Key considerations for evaluating and enhancing the performance of prediction or classification models using high dimensional data.

Purpose-driven creation of machine learning models

Scientific innovation has always been driven by identifying gaps in knowledge and designing studies to fill those gaps. However, one unintended consequence of advances in generating large amounts of data and increased computing efficiency has been the relative ease and appeal of developing machine learning models using any available data. In some cases, available data included measures that were unique to the original dataset, thereby making independent validation of the model inherently challenging (Sun et al., 2021).

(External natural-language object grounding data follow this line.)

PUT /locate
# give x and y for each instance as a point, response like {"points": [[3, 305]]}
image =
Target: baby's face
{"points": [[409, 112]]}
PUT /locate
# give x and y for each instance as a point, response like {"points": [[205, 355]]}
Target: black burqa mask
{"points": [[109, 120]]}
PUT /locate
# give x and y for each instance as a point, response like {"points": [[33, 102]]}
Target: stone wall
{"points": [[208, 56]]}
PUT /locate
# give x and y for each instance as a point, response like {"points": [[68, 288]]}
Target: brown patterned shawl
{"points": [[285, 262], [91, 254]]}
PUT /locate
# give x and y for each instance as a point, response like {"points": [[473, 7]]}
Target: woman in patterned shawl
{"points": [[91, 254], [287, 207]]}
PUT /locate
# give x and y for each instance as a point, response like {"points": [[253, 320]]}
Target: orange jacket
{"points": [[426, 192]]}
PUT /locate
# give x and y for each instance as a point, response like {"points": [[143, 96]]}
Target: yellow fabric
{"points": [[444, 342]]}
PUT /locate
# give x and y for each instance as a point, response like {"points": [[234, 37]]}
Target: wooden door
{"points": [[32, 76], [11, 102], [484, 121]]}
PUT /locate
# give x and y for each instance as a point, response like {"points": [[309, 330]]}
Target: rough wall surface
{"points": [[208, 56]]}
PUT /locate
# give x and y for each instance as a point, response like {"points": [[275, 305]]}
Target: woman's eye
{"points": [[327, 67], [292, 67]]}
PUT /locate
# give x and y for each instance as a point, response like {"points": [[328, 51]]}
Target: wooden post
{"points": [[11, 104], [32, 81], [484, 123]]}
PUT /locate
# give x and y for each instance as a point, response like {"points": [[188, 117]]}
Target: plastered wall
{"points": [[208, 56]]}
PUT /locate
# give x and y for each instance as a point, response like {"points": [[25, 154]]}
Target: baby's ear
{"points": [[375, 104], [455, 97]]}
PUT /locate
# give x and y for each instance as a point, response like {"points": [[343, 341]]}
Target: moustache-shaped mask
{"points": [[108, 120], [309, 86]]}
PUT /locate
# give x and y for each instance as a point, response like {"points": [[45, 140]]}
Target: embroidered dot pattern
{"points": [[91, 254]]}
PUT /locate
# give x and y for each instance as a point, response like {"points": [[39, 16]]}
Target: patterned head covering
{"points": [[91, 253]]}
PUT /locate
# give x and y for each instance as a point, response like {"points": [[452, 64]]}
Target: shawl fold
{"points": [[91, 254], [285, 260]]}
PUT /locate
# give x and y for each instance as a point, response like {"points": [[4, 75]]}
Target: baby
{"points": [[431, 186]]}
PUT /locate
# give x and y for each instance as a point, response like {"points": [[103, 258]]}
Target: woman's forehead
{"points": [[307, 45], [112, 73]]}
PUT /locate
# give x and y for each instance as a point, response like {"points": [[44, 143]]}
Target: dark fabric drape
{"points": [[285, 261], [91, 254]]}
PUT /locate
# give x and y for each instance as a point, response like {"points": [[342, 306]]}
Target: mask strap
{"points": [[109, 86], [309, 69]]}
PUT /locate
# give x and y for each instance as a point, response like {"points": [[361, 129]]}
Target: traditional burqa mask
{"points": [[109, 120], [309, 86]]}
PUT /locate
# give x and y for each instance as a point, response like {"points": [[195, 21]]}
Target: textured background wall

Scientific advances can occur at multiple levels from gaps in knowledge to performance improvements. Gaps in knowledge can include whether a specific set of plasma proteins can estimate an individual’s bone mineral density or risk of osteoporosis. Including this set of proteins in one’s model may boost performance. But gaps in performance of existing models may also serve practical purposes and provide reason to develop new models with specific characteristics, even if the input variables remain the same. Factors such as model accuracy, technical reproducibility, cost, and existing patents and licenses may dictate certain criteria that a specific model must meet. For example, in cases where a diagnostic test is burdensome and/or expensive (e.g., tumor biopsy), developing an inexpensive but highly sensitive screening test may be desirable (e.g., circulating tumor DNA). Models designed to fit a practical need often helps the researcher to articulate the specific parameters and problem(s) that the model will attempt to address. Notable examples of improvements in existing epigenetic clocks included second-generation epigenetic clocks that were designed to capture physiological aging (rather than chronological age). Other clocks addressed a clear gap in the field by using methodological approaches that employed principal components analysis and restricting inputs to technically reproducible probes (Higgins-Chen et al., 2021; Sugden et al., 2020). Model descriptions that clearly communicate their distinct contribution to the field can help identify the specific use-case for each new model.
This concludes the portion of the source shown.